Variable Selection in Maximum Mean Discrepancy for Interpretable Distribution Comparison
This work addresses the need for a general framework for interpretable variable selection in distribution comparison, which is incremental as it builds on existing kernel methods but introduces new theoretical and practical contributions.
The paper tackles the problem of identifying which variables cause differences between two datasets, introducing a mathematical definition for the discriminating set and proposing two sparse methods that optimize kernel test power with data-driven regularization, showing improved performance in synthetic experiments and applications to water-pipe and traffic networks.

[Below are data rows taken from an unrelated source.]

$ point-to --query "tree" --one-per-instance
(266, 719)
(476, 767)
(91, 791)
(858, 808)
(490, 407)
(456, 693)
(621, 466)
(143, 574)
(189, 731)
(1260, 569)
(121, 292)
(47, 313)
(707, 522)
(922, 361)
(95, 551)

We study two-sample variable selection: identifying variables that discriminate between the distributions of two sets of data vectors. Such variables help scientists understand the mechanisms behind dataset discrepancies. Although domain-specific methods exist (e.g., in medical imaging, genetics, and computational social science), a general framework remains underdeveloped. We make two separate contributions. (i) We introduce a mathematical notion of the discriminating set of variables: the largest subset containing no variables whose marginals are identical across the two distributions and independent of the remaining variables. We prove this set is uniquely defined and establish further properties, making it a suitable ground truth for theory and evaluation. (ii) We propose two methods for two-sample variable selection that assign weights to variables and optimise them to maximise the power of a kernel two-sample test while enforcing sparsity to downweight redundant variables. To select the regularisation parameter - unknown in practice, as it controls the number of selected variables - we develop two data-driven procedures to balance recall and precision. Synthetic experiments show improved performance over baselines, and we illustrate the approach on two applications using datasets from water-pipe and traffic networks.